Covid, confinement, Hulot, Onfray, Macron… Bernard-Henri Lévy (BHL) dialogue avec Sébastien Le Fol à l’occasion de la sortie de son nouvel essai « Ce virus qui rend fou » et dresse un état des lieux alarmant de la France. Un entretien originellement paru dans Le Point.

– Vous percevez dans les actuelles « invitations au ressaisissement » un écho des « sermons de 1940 ». Ceux de Montherlant et de Morand, par exemple. Encore votre obsession de l’« idéologie française » !

– Ce n’est pas mon plus mauvais livre, vous savez ! Et mon concept, à l’époque, de pétainisme transcendantal fonctionne assez bien pour dire ce qui unit ces gens à droite et à gauche. En gros, l’évêque de Bayonne et François Ruffin…

– Quelles seront selon vous les séquelles politiques de cette pandémie ?

– Par exemple, la distanciation sociale. Si c’est juste une mesure sanitaire et que cette mesure est provisoire, OK. Mais imaginez que ça s’installe. Imaginez que, comme vient de le dire le petit père des peuples américains, le Dr Anthony Fauci, l’habitude de se serrer la main « ne revienne plus jamais ». Eh bien ce serait un beau signe de solidarité entre les hommes qui disparaîtrait. Ce serait un grand bond en arrière dans l’histoire de la fraternité humaine.

Une humanité masquée, c’est une humanité de la défiance, du soupçon et, un jour, de la haine.

– Portez-vous un masque ?

– Parfois. Le moins souvent possible. Et contraint et forcé. Vous connaissez la théorie d’Emmanuel Levinas. Le rapport à l’autre, l’éthique, ça commence par le face-à-face entre deux visages nus, à découvert et qui se découvrent l’un l’autre dans leur bouleversante fraternité. Une humanité masquée, je suis désolé, mais, d’abord c’est un oxymore, et ensuite c’est une humanité de la défiance, du soupçon et, un jour, de la haine.

– Quelle sera, selon vous, l’autre séquelle politique de cette pandémie ?

– Nos libertés. Je suis effaré de voir, là encore, avec quelle facilité nous avons accepté de voir ces libertés rognées. Le traçage des populations, visiblement accepté. Les labradors renifleurs, dressés à détecter l’« odeur » des porteurs de Covid, qui n’ont l’air de gêner personne. Et puis l’incroyable culot de ces contempteurs de la « gauche kérosène » qui, comme Thomas Piketty, semblent s’arroger le droit de décider quels commerces, ou quels voyages, sont ou non indispensables – et, là encore, pas grand monde pour les contredire.

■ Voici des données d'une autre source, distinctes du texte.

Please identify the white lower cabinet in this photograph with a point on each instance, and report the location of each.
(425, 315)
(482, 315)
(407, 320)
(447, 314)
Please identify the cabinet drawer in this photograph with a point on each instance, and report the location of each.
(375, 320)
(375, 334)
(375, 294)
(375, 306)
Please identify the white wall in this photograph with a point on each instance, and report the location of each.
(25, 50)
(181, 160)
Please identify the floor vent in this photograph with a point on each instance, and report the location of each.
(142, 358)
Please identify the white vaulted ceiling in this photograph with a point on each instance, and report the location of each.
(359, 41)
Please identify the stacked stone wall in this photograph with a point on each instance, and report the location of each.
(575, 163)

– La sécurité est devenue la préoccupation première…

– Ma thèse est que nous assistons à un glissement de civilisation qui a tout d’un glissement de terrain. Depuis Rousseau, la République était fondée sur un contrat social. Aujourd’hui, sur fond d’hygiénisme devenu fou, nous sommes en train de passer au contrat vital (donne-moi tout ou partie de tes libertés, je te les échange contre une garantie de santé).

– Vous semblez reprocher aux Français d’avoir respecté les consignes gouvernementales…

– Je ne leur reproche rien. Et ils n’avaient, du reste, pas le choix. Ce qui m’inquiéterait, en revanche, ce serait la « douce accoutumance » à des mesures d’exception devenues la règle. Pour un philosophe, il y a dans tout ça un parfum de « servitude volontaire » façon La Boétie (le royaume de mes libertés contre l’élixir de la sécurité) et de « fin de l’Histoire » kojévienne (un monde lisse, purifié de sa négativité, naturalisé – un orwellien dirait « une ferme aux animaux »…).

– En vous lisant, certains diront : « BHL fait encore son donneur de leçons. Il voulait quoi ? 150.000 morts du Covid en France ? Les vieux décimés ? »

– Parlons-en, des « vieux » ! On les a laissés mourir, dans les Ehpad, de solitude et de chagrin. Et il n’y a pas eu, que je sache, de tollé quand le Dr Karine Lacombe a déclaré sur BFM qu’il y avait des personnes âgées qu’on choisissait de ne pas mettre sous respirateur…

Tsunami civilisationnel et mondial.

– Macron a-t-il bien géré cette crise ?

– Oui, plutôt. Mais je vous le répète : ce n’est pas ça le problème. C’est le tsunami civilisationnel et mondial auquel on a eu à faire face.

– Durant quelques semaines, on a tout de même eu l’impression que la France était dirigée par le Conseil scientifique…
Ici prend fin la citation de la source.